New Delhi: The government may bring certain healthcare services under the GST net, touching upon a sensitive area, as it looks to give a leg up to revenue mobilisation hit hard in the ongoing economic slowdown.
Official sources said the Finance Ministry, which had deliberations with the state governments on measures to boost GST revenue, is likely to recommend bringing premium healthcare services under the GST net with rates of either 12 or 18 per cent.
These could include high-value implants and medicines given to patients who are taking premium services from a healthcare service provider (hospitals, nursing homes). The taxable items may also include the use of premium room and food and beverage services by patients.
All healthcare services by a clinical establishment or authorized medical practitioner by way of diagnosis or treatment or care for illness, injury, deformity, abnormality or pregnancy are currently exempt from GST. However, hair transplant or cosmetic or plastic surgery does not get an exemption and is taxed.
Similarly, while medicines attract four different GST rates of nil, 5, 12 and 18 per cent, drugs used during hospitalisation are not taxed.
"Healthcare is a vast area and certain services border on luxury or may not be essential to save the life of a patient. These may be considered for higher duty if the GST Council is unanimous on expanding the scope of taxation of healthcare services beyond hair transplants and cosmetic surgery," said a state government official actively involved with the Council.
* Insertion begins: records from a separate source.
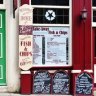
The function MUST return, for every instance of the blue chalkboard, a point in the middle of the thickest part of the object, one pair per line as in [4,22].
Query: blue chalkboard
[42,82]
[61,83]
[84,84]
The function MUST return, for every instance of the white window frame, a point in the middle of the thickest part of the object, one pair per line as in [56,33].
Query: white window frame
[68,25]
[93,23]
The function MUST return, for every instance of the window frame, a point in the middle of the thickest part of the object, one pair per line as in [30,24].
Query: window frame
[57,25]
[3,6]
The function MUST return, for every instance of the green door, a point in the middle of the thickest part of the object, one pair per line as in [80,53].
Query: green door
[2,48]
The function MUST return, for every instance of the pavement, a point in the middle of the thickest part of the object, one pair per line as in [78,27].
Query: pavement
[14,94]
The GST Council is meeting on December 18 to take stock of the evolving situation where lower growth in GST collections has pushed the Centre to delay paying compensation to a few state governments as per agreed framework of the new indirect tax regime. The Centre has to ensure 14 per cent growth in baseline GST collections every year and meet any shortfall.
Under the plan in works for taxing healthcare services, the thinking is to make it mandatory for hospitals to bill medicines and hospitalisation charges separately. This, while plugging the leakage in GST collections, is also expected to boost tax collections from healthcare providers. Once this segregation happens, medicines used during hospitalisation would also attract tax. This is expected to increase the cost of healthcare services but would make the hospital bills transparent.
Also, the entire healthcare services at hospitals may be given a threshold in terms of actual spent for availing of the service. If that spend is beyond a prescribed threshold, GST could be charged on such services that get complete exemption at present. This would mean that if a patient at a hospital is availing of room services in the premium category, the same could be taxed. The same principle may apply for implants and other high-value specialised consultancy services.
The GST Council is looking at an overhaul of the taxation in the wake of revenues falling short of expectations. The plan is to reduce the rates and bring even exempted items under taxation. Sources said a three-rate structure of 8, 18 and 28 per cent may be looked at by the Council at its next meeting. But its implementation would be carefully planned.